The Dark Half

'I don't - '

'A voice-print is a computer-generated graphic which accurately represents a person's vocal qualities,' Pangborn said. 'It doesn't have anything to do with speech, exactly - we're not interested in accents, impediments, pronunciation, that sort of thing. What the computer synthesizes is pitch and tone - what the experts call head voice - and timbre and resonance, which is known as chest or gut voice. They are verbal fingerprints, and like fingerprints, no one has ever found two which are exactly alike. I'm told that the difference in the voice-prints of identical twins is much wider than the difference in their fingerprints.'

He paused.

'We've sent a high-resolution copy of the tape we got to FOLE in Washington. What we'll get is a comparison of your voice-print and his voice-print. The guys at the state police barracks here wanted to tell me I was crazy. I could see it in their faces, but after the fingerprints and your alibi, no one quite had the nerve to come right out and say it.'

Thad opened his mouth, tried to speak, couldn't, wet his lips, tried again, and still couldn't.

'Thad? Are you hanging up on me again?'

'No,' he said, and all at once there seemed to be a cricket in the middle of his voice. 'Thank you, Alan.'

'No, don't say that. I know what you're thanking me for, and I don't want to niislead you. All I'm trying to do is follow standard investigatory procedure. The procedure is a little odd in this case, granted, because the circumstances are a little odd. That doesn't mean you should make unwarranted assumptions. Get me?'

'Yes. What's FOLE?'

'F - ? Oh. The Federal Office of Law Enforcement. Maybe the only good thing Nixon did the whole damn time he was in the White House. It's mostly made up of computer banks that serve as

a central clearing-house for the local law-enforcement agencies . . . and the program-crunchers who run them, of course. We can access the fingerprints of almost anyone in America convicted of a felony crime since 1969 or so. FOLE also supplies ballistics reports for comparison, blood-typing on felons where available, voice-prints and computer-generated pictures of suspected criminals.'

'So we'll see if my voice and his - ?'

'Yes. We should have it by seven. Eight if there's heavy computer traffic down there.'

Thad was shaking his head. 'We didn't sound anything alike.'

'I heard the tape and I know that,' Pangborn said. 'Let me repeat: a voice-print has absolutely nothing to do with speech. Head voice and gut voice, Thad. There's a big difference.'

'But - '.'Tell me something. Do Elmer Fudd and Daffy Duck, sound the same to you?'

Thad blinked. 'Well . . . no.'

'Not to me, either,' Pangborn said, 'but a guy named Mel Blanc does both of them . . . not to mention the voices of Bugs Bunny, Tweetie Bird, Foghorn Leghorn, and God knows how many others. I've got to go. See you tonight, okay?'

'Yes.'

'Between seven-thirty and nine, all right?'

'We'll look for you, Alan.'

'Okay. However this goes, I'll be heading back to The Rock tomorrow, and barring some unforeseen break in the case, there I will remain.'

'The finger, having writ, moves on, right?' Thad said, and thought: That's what he's counting on, after all.

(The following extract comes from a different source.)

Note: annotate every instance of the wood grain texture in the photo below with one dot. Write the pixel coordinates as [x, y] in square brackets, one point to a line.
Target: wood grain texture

'Yeah - I've got lots of other fish to fry. None are as big as this one, but the people of Castle County pay my salary for fryin em. You know what I mean?' This seemed to Thad to be a serious question and not just a place-holder in the conversation.

'Yes. I do know.' We both do. Me . . . and foxy George.

'I'll have to go, but you'll see a state police cruiser parked out in front of your house twenty-four hours a day until this thing is over. Those guys are tough, Thad. And if the cops in New York let down their guards a little, the Bears you got watching out for you won't. No one is going to underestimate this spook again. No one is going to forget you, or leave you and your family to cope with this on your own. People will be working on this case, and while they do, other people will be watching out for you and yours. You understand that, don't you?'

'Yes. I understand.' And thought: Today. Tomorrow. Next week. Maybe next month. But next year? No way. I know it. And he knows it, too. Right now they don't completely believe what he said about coming to his senses and laying off. Later on, they will . . . as the weeks pass and nothing happens, it will become more than politic for them to believe it; it will also become economic. Because George and I know how the world goes rolling around the sun in its accustomed groove, just as we know that, as soon as everybody is busy frying those other fish, George will show up and fry me. US.